Let's review. Matthew 18 is Jesus' most extended teaching on how believers should work through differences. Jesus gave this discourse at a time when his disciples were arguing about who would be the greatest.
- Jesus first stressed humility (Matthew 18:1-4). We saw in Chapter 6 that biblical humility is seeing self in proper relationship to our Heavenly Father - completely dependent on him. Biblical humility stops conflict where it begins by dealing with our own selfish desires. The only way to truly grow in humility is to know God more.
- Chapter 7 covered Matthew 18:5-14. Jesus taught that Christians should be urgent in resolving differences. Believers should fear creating or prolonging any scandal that would cause others to sin. Conflicts should be resolved as though lives depend on it.
Having laid this groundwork, Jesus next taught in Matthew 18:15-21 how a believer should go about approaching someone who has offended him. In the following chapter we will see that in these verses Jesus laid out very specific steps to take when working through forgiveness.
Before considering how we should approach someone who has caused offense, however, we should first ask, should everything be confronted? In this chapter we will consider how to discern whether a matter should be dropped.
To Drop or Not To Drop?
. . . how do I know when to confront something and when to overlook it?
The short answer is that it is a matter of wisdom or discernment. Each time you are offended, you need to wisely decide whether or not you need to bring it up. Only you can make the decision, but several diagnostic questions can help you work through it.
Before confronting ask:
1. "Have I examined myself yet?"
2. "How sure am I that I am right?"
3. "How important is this?"
4. "Does this person show a pattern of this kind of behavior?"
5. "What do wise people counsel me to do?"

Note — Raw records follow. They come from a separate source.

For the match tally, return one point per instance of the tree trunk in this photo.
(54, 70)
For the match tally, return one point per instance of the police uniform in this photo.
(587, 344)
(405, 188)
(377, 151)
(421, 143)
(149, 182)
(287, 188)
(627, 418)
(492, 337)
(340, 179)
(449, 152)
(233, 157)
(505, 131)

6. "What else is going on in the other person's world?"
(In the book Mr. Brauns explains the use of each question in order for one to better determine if a conflict should be dropped.)
What "Dropping It" Doesn't Mean
"Dropping it" does not mean talking to everyone else about it. If you decide to drop the matter, then do not say another word about it. And if someone comes to you complaining about how he or she has been treated, encourage him or her to go directly to the other person. Avoid a person who talks too much (Proverbs 20:19). If the person responds that it is not that big of a deal, then remind him or her either to approach the other person or let go of it. Where there is no gossip, a quarrel will soon fizzle (Proverbs 26:20). If a person comes to confide in you and insists that the other party will not listen, offer to go with him or her on the second visit. (Matthew 18:15-17).